6 Replies Latest reply on Mar 3, 2009 10:27 PM by clebert.suconic

    ByteBuffer.allocateDirect ridiculously slow

    clebert.suconic

      I just found out ByteBuffer.allocateDirect is ridiculously slow, that's why the Buffer reuse on Journal made a lot of difference on the performance for us.

       final int TIMES = 50;
      
       final long numberOfIteractions = 1000000;
      
      
       public void testJustAllocateBufferDirect() throws Exception
       {
      
       long start = System.currentTimeMillis();
      
       for (int c = 0; c < TIMES; c++)
       {
       for (long i = 0; i < numberOfIteractions; i++)
       {
       if (i == 10000)
       {
       start = System.currentTimeMillis();
       }
       MessagingBuffer bufferSend = ChannelBuffers.wrappedBuffer(ByteBuffer.allocateDirect(1024));
      
       bufferSend.writeBytes(new byte[1024]);
       }
      
       long spentTime = System.currentTimeMillis() - start;
      
       System.out.println("Time BuffersDirect = " + spentTime);
       }
      
       }
      
       public void testOurBuffers() throws Exception
       {
      
       long start = System.currentTimeMillis();
      
       for (int c = 0; c < TIMES; c++)
       {
       for (long i = 0; i < numberOfIteractions; i++)
       {
       if (i == 10000)
       {
       start = System.currentTimeMillis();
       }
       ChannelBuffer bufferSend = ChannelBuffers.wrappedBuffer(AsynchronousFileImpl.newNativeBuffer(1024));
      
       bufferSend.writeBytes(new byte[1024]);
      
       AsynchronousFileImpl.destroyBuffer(bufferSend.toByteBuffer());
       }
      
       long spentTime = System.currentTimeMillis() - start;
      
       System.out.println("Time JBM JNI Buffers = " + spentTime);
       }
      
      



      On the Above test, ByteBuffer.allocateDirect needed 100 seconds to complete the 1 million buffers.

      While our code, allocating ByteBuffers directly through JNI, needed 2 seconds to complete 1 million buffers.

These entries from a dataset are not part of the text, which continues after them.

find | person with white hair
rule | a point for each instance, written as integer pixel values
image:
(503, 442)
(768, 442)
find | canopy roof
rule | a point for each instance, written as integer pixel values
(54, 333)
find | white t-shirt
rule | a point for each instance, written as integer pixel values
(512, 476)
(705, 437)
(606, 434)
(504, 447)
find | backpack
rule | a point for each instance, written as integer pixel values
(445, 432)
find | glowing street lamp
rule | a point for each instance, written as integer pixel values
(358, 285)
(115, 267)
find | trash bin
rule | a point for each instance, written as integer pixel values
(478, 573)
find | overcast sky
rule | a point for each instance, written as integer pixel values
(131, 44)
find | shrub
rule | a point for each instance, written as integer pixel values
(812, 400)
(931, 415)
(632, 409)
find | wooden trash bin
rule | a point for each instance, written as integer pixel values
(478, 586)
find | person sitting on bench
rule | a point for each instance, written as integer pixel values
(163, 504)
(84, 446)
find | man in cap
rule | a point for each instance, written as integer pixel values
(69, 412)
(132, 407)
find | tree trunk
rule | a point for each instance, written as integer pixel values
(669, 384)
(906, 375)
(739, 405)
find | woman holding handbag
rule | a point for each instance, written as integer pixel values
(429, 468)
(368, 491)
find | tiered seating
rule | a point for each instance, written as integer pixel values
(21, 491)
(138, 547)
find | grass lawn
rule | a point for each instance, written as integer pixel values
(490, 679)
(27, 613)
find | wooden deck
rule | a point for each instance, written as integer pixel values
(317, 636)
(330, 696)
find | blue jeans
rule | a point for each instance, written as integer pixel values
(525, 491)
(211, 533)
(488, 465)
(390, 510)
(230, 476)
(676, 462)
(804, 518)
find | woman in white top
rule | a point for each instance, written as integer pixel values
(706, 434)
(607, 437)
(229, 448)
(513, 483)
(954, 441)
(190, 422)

      That *is* ridiculous.


      The new Buffers were slicing the direct ByteBuffer, what affected the capacity, breaking buffer reuse, what raised this issue to my eyes.

      I have made a few changes on the Journal, where we will allocate buffers directly, and I could get very good numbers with some simple tests. (Even thought I was not targeting any optimizations.. just looking after this bug on ByteBuffer).

      We can talk about this tomorrow on the meeting.

        • 1. Re: ByteBuffer.allocateDirect ridiculously slow
          timfox

          It's a well known fact that direct bytebuffer allocation is much slower than non direct byte buffers.

          If you think about it when you allocate a non direct byte buffer then it basically just needs to dereference a pointer to some memory on the Java heap, which is very quick. But for a direct buffer, it has to malloc real memory from the OS, and do a bunch of other house keeping.

          So yes, if you're using direct byte buffers it pays to re-use them.

          You should speak to Trustin about this. I believe Netty uses non direct buffers for exactly this reason.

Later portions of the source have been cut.